Java code is a concrete implementation of mathematical logic based on data structures and algorithms, and if you don't know the underlying mathematics in the code, you'll ignore it and therefore won't understand the source code.

It's like when I ask you:

• Have you proven why hashCode uses 31 as a multiplier?
• What is the function of the perturbation function, and what other scenarios is it in use for?
• What exactly is zipper addressing and open addressing and how to solve the collision problem?
• Did you know that the ThreadLocal implementation also uses the golden section?
• CLH, MCS, how to implement fair locking, what is the code?
• JVMTI can be used to monitor thread pool state non-intrusively. Have you used it?

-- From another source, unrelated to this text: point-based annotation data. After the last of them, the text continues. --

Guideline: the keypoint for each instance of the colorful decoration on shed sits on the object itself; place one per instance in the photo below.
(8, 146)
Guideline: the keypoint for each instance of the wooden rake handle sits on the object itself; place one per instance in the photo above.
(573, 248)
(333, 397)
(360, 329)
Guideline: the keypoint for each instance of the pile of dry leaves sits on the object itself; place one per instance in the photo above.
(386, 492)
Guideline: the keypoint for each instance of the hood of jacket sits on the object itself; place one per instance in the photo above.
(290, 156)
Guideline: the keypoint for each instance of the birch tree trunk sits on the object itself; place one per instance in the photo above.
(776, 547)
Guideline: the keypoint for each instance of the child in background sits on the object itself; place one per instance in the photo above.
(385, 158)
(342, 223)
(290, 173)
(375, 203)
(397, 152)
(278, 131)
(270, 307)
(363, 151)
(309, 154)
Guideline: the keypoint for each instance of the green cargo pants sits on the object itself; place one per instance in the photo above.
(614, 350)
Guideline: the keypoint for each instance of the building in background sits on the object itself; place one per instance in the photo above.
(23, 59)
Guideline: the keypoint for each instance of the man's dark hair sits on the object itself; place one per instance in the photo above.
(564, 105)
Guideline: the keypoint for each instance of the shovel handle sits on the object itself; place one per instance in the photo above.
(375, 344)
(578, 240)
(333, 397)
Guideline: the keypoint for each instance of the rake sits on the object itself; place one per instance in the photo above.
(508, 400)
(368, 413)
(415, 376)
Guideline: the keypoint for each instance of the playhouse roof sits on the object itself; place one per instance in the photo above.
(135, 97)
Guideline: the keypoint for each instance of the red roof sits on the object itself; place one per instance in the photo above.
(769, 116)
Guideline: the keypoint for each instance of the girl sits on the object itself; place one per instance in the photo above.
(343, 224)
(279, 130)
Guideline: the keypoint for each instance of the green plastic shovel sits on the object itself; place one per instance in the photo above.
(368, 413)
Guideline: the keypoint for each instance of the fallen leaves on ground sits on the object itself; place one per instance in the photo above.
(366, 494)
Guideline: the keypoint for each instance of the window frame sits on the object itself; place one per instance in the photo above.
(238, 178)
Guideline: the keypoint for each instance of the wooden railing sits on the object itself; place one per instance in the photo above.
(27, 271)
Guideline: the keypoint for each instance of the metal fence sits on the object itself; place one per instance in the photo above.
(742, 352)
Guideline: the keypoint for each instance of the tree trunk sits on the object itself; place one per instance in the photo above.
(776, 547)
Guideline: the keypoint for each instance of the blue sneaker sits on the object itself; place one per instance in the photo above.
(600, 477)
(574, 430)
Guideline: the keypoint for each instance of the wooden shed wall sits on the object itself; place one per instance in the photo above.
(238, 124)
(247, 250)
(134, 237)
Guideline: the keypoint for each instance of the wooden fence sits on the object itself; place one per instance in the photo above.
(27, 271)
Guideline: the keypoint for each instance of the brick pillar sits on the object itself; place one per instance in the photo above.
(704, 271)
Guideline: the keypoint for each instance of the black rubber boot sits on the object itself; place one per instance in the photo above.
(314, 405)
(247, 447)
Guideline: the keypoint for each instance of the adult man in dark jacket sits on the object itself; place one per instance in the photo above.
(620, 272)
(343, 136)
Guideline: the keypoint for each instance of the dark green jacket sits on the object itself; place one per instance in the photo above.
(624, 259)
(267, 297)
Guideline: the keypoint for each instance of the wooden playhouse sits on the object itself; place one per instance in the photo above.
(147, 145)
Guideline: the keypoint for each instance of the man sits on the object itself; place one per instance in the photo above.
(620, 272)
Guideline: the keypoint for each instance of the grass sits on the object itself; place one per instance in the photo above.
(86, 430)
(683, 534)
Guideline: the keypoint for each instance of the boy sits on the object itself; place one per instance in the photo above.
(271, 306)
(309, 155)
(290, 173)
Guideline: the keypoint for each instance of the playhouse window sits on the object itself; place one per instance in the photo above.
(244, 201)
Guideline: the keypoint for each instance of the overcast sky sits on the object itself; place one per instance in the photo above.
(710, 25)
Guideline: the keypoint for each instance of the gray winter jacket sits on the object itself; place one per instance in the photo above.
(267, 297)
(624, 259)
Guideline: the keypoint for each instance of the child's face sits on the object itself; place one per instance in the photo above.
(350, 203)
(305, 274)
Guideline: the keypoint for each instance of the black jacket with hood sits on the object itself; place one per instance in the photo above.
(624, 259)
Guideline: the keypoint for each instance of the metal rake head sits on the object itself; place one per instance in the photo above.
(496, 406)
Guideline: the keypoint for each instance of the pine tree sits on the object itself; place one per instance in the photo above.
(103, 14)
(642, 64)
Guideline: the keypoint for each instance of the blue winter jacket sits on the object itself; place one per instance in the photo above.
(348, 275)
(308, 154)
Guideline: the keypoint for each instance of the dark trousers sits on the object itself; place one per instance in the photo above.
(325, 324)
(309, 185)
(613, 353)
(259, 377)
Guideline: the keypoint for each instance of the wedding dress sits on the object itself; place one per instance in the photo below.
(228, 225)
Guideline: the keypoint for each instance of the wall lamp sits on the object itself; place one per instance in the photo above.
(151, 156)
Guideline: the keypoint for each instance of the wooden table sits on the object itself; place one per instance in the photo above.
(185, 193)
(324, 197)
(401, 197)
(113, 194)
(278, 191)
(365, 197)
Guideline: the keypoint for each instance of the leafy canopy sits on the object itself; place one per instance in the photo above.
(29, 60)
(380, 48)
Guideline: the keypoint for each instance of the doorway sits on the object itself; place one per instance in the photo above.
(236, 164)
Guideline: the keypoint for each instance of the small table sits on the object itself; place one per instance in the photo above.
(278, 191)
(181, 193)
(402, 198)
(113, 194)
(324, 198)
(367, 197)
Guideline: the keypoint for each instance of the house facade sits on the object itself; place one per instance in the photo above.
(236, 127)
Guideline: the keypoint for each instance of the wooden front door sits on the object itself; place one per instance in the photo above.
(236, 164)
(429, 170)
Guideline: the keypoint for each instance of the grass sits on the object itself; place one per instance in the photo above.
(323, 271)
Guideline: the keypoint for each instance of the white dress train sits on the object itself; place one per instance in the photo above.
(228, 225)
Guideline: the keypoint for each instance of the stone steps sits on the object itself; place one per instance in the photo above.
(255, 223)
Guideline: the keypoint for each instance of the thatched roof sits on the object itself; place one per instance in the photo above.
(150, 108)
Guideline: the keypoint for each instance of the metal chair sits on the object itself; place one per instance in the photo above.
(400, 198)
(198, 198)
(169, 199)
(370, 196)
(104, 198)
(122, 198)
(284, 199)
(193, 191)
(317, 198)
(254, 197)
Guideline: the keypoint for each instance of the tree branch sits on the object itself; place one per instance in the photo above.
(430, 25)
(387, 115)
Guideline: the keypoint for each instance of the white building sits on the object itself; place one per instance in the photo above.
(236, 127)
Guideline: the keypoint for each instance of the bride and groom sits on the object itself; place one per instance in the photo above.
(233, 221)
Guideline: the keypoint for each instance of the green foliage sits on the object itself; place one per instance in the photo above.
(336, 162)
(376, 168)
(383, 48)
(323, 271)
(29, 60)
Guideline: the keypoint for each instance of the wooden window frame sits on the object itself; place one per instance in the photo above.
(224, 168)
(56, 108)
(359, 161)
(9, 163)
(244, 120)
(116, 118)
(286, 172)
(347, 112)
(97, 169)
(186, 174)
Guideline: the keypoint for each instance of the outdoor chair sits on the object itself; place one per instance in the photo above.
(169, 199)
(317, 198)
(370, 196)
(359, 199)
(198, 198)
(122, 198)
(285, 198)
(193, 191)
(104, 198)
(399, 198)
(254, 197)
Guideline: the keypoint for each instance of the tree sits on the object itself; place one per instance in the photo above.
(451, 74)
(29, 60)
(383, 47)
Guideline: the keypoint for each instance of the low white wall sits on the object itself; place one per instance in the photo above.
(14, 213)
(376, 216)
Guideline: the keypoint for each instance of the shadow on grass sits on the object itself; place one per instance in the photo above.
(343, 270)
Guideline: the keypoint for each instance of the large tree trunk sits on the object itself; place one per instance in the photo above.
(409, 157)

So Fu compiled a book, "Java Face Book", which is a PDF book explaining the core technology of Java with the interview title entrance. The content in the book also tries to prove to you that the code is the concrete implementation of mathematical logic. Why do you say that? When you read through the book, there's a lot of math involved, including: perturbation functions, load factors, zipper addressing, open addressing, Fibonacci hashing, and the use of the golden section point.

• Learning knowledge sometimes can not see how far ahead of the road, but even if it is a mud pit, as long as you keep wriggling, toss, roll, also can catch a loach.`The road of knowledge is to discover the happiness of knowledge, but also learn the sense of achievement of knowledge, constantly prompting you to move forward`.